Seth Glier () is an American singer-songwriter, pianist, guitarist, and activist.

Career
Seth Glier was born in Shelburne Falls, MA. and subsequently studied at Pioneer Valley Performing Arts Charter School PVPA in South Hadley, Massachusetts. He attended Berklee College of Music for a year before dropping out to be able to tour full-time. Since then, he has averaged over 200 shows a year, and shared stages with artists such as James Taylor, Mark Knopfler, The Verve Pipe, Edwin McCain and Ani DiFranco. He has appeared as a mainstage artist at the Falcon Ridge Folk Festival (NY) and the Kerrville Folk Festival (TX). USA Today compared Seth to Bruce Springsteen and Billy Joel.

In 2015, Glier released his fourth album, If I Could Change One Thing, on MPress Records. The album was considered a successful move into mainstream pop, a departure from his previous, more acoustic albums. A music video for the title track, a duet with American Idol alum Crystal Bowersox, premiered on Billboard.com.

In 2016, Glier gave a TEDx talk sharing his insight on the challenges and gifts of care giving for a family member, and how it influences his life, art and music.

Glier's 2021 album The Coronation combines elements of folk, pop, and electronica and explores themes of growth, forgiveness, and envisioning a better world.

Awards

Glier's 2011 album, The Next Right Thing, for which he recorded his own vocals in his parents’ basement was nominated for a Grammy Award in the category of "Best Engineered Album, Non-Classical."

In 2011, he took home Best Love Song for his track "Naia" at the 10th Annual Independent Music Awards.
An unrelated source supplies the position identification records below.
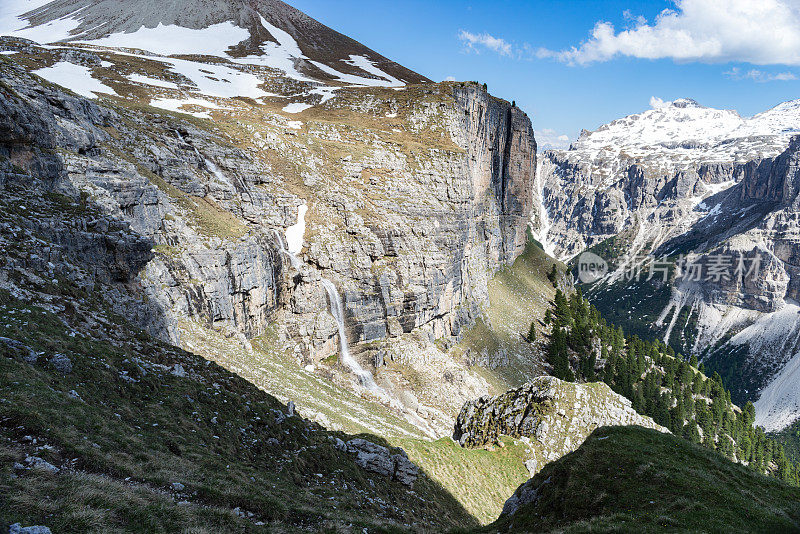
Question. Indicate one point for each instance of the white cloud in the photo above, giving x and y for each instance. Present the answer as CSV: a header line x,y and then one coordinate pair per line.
x,y
548,139
759,76
474,42
761,32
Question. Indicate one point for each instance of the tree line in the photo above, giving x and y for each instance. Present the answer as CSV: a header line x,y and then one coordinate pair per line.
x,y
673,390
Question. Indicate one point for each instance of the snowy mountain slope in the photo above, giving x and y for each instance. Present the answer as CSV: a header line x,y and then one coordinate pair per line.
x,y
686,179
680,133
266,32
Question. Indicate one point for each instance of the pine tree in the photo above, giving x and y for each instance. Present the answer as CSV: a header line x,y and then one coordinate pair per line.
x,y
532,333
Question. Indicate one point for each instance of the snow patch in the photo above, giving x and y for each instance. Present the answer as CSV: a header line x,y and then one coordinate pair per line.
x,y
218,80
12,24
296,107
295,234
176,104
146,80
172,40
76,78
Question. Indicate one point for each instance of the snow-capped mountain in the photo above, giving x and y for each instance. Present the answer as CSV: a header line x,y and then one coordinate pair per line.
x,y
686,179
251,32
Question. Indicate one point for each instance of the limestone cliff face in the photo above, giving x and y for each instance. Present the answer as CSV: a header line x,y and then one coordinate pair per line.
x,y
409,236
416,249
552,416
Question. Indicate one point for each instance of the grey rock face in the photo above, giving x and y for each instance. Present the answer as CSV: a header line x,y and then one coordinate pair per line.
x,y
425,268
35,462
379,459
525,494
552,416
61,363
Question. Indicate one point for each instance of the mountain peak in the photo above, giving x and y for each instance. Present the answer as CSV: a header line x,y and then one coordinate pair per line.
x,y
683,103
263,32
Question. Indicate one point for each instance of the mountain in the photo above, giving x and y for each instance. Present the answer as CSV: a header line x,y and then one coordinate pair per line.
x,y
306,208
684,182
631,479
256,32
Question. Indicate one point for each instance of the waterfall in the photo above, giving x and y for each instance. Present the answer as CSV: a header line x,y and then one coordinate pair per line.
x,y
544,217
337,310
291,247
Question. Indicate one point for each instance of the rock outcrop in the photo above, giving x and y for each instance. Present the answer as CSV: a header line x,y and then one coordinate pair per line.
x,y
553,416
414,196
381,460
713,191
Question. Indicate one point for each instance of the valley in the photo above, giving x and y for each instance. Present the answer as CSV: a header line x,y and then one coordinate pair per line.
x,y
258,277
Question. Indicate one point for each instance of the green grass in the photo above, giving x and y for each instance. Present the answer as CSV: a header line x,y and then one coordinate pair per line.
x,y
630,479
519,294
481,480
137,428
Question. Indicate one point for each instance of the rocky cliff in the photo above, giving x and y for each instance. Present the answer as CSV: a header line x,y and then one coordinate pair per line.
x,y
704,189
554,417
406,198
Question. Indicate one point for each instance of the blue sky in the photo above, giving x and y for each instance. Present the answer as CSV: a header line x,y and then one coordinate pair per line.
x,y
722,53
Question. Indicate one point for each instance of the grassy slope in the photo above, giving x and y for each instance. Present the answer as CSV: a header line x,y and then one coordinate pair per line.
x,y
137,428
629,479
480,480
518,295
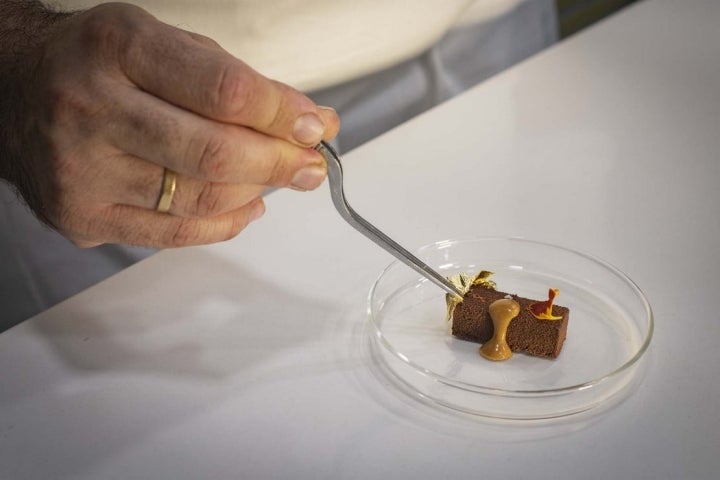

In 2012, "Next Right Thing" won Best Social Action Song at the Independent Music Awards.

Causes
Glier is an outspoken advocate for autism awareness and has been a national spokesperson for the Autism awareness organization Autism Speaks. His song "Love Is A Language" was inspired by his nonverbal autistic brother.

Glier was previously an artist partner with ChildFund International. Glier showcased ChildFund's work and encouraged his fans to reach out to children in crisis by sponsoring a child (or multiple children) with the organization. 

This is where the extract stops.